259. Le gouvernement poursuit en donnant un bref aperçu du système des commissions des relations professionnelles. Il déclare que les commissions des relations professionnelles consistent en une commission centrale des relations professionnelles (Churoi) et une commission préfectorale des relations professionnelles (Chiroi). Le Churoi est un comité national relevant du ministre du Travail et les Chiroi sont établis dans chaque préfecture en tant qu'organes des gouvernements régionaux. Les commissions des relations professionnelles comprennent le même nombre de membres représentant la direction, les salariés et les parties neutres, et les comités sont des organes qui enquêtent sur les différends du travail et les règlent. Les procédures pour remédier à des pratiques déloyales de travail commencent par le dépôt d'une plainte par le syndicat ou le travailleur auprès de la commission des relations professionnelles qui est compétente pour ce différend. Si la commission des relations professionnelles reconnaît qu'il y a un motif légitime de l'appliquer, elle prend une ordonnance de redressement et, si ce motif n'est pas valable, elle prend une ordonnance de non-lieu. Si des personnes contestent l'ordonnance du Chiroi, elles peuvent demander à une cour d'appel d'annuler un ordre ou demander un réexamen et, pour les personnes qui contestent une ordonnance du Churoi, elles peuvent demander à une cour d'appel d'annuler une ordonnance du Churoi. Le gouvernement considère cependant comme sans fondement l'allégation selon laquelle la protection du droit d'organisation serait sapée par l'annulation des ordonnances des commissions des relations professionnelles par les tribunaux. Il fait remarquer que l'article 32 de la Constitution japonaise stipule que nul ne pourra se voir refuser le droit de recourir aux tribunaux, et l'article 76, paragraphe 2, stipule qu'aucun organe ou organisme de l'exécutif n'aura le pouvoir judiciaire en dernier ressort. Ces dispositions garantissent à tous un droit d'accès égal à des tribunaux indépendants. En conséquence, s'agissant des ordonnances des commissions des relations professionnelles qui sont des organes exécutifs, la garantie de l'accès aux tribunaux doit être reconnue, et il est possible que les ordonnances des commissions des relations professionnelles soient renversées. Néanmoins, ceci ne signifie pas que les mesures nécessaires et appropriées pour la protection du droit syndical n'ont pas été prises.
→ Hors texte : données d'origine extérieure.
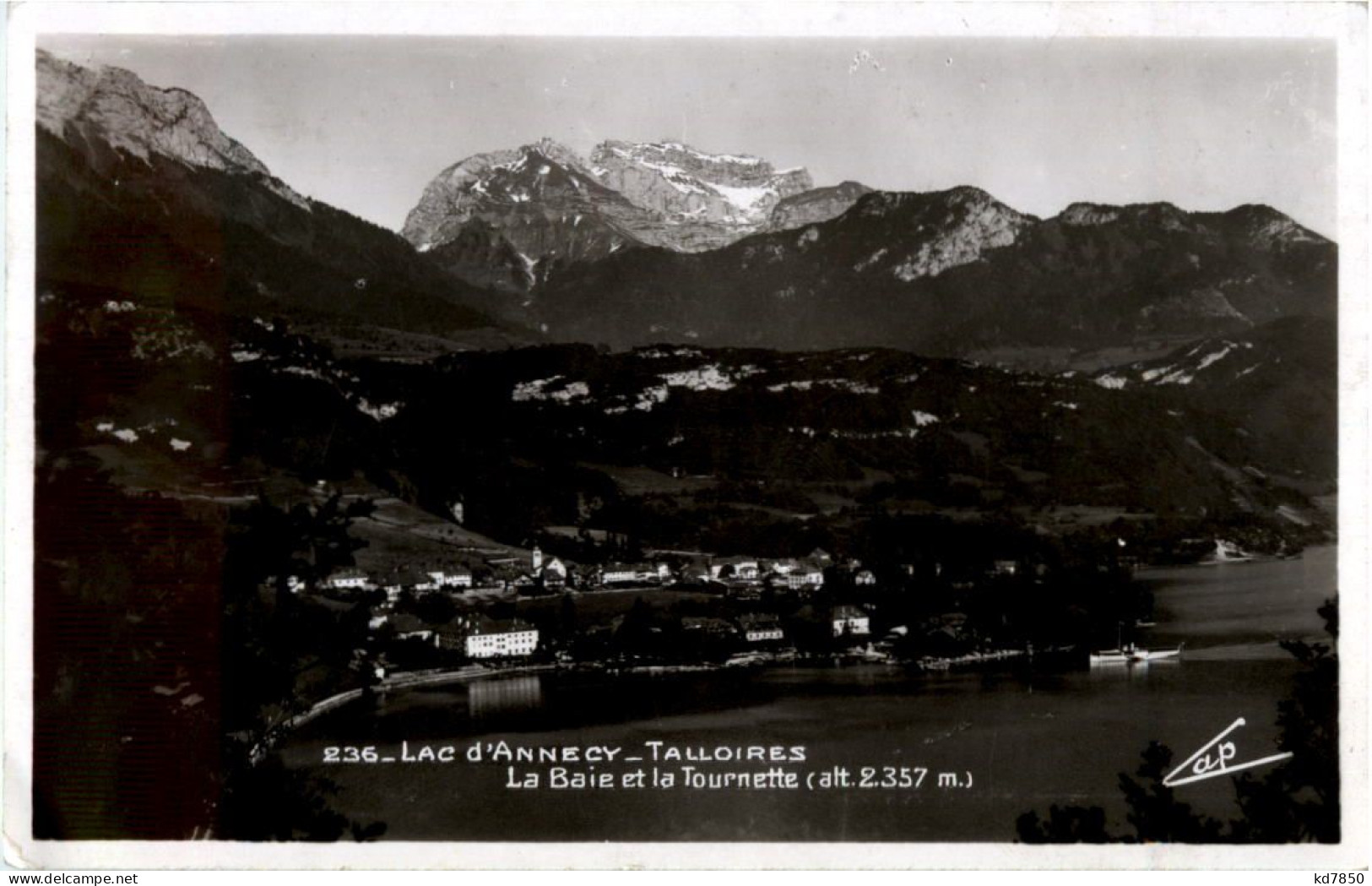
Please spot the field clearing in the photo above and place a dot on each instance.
(640, 481)
(601, 606)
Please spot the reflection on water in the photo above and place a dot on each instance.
(1031, 740)
(487, 698)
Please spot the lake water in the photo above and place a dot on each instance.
(1027, 740)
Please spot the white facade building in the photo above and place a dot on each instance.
(501, 639)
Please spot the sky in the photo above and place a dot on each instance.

260. En outre, la loi sur les syndicats prévoit des mesures pour garantir l'efficacité des ordonnances des commissions des relations professionnelles en matière de pratiques déloyales de travail. En d'autres termes, au cas où une ordonnance aurait été confirmée en totalité ou en partie par le jugement définitif d'un tribunal dans une affaire administrative, les personnes qui violent le jugement définitif seront poursuivies au pénal (section 28); si le jugement définitif des commissions des relations professionnelles est violé, les personnes concernées seront passibles d'une amende non pénale (section 32). De même, même lorsque l'employeur interjette un appel pour demander l'annulation d'une ordonnance prise par une commission des relations professionnelles et que le litige est en cours, le tribunal peut ordonner à l'employeur de suivre l'ordonnance en totalité ou en partie, s'il y a une plainte de la Commission des relations professionnelles, jusqu'à ce que la décision du tribunal devienne définitive (article 27(8), Ordonnances d'urgence). Si l'employeur viole l'Ordonnance d'urgence, il est passible d'une amende non pénale de la même manière que s'il violait une ordonnance définitive (article 32). En outre, le gouvernement a fait remarquer que le nouveau Code de procédure civile adopté l'année dernière a défini les procédures qui accéléreraient le règlement des différends et l'organisation des preuves, et d'autres mesures ont été instituées pour faciliter l'inspection concentrée des preuves. En conséquence, on peut s'attendre à un raccourcissement de la durée du jugement.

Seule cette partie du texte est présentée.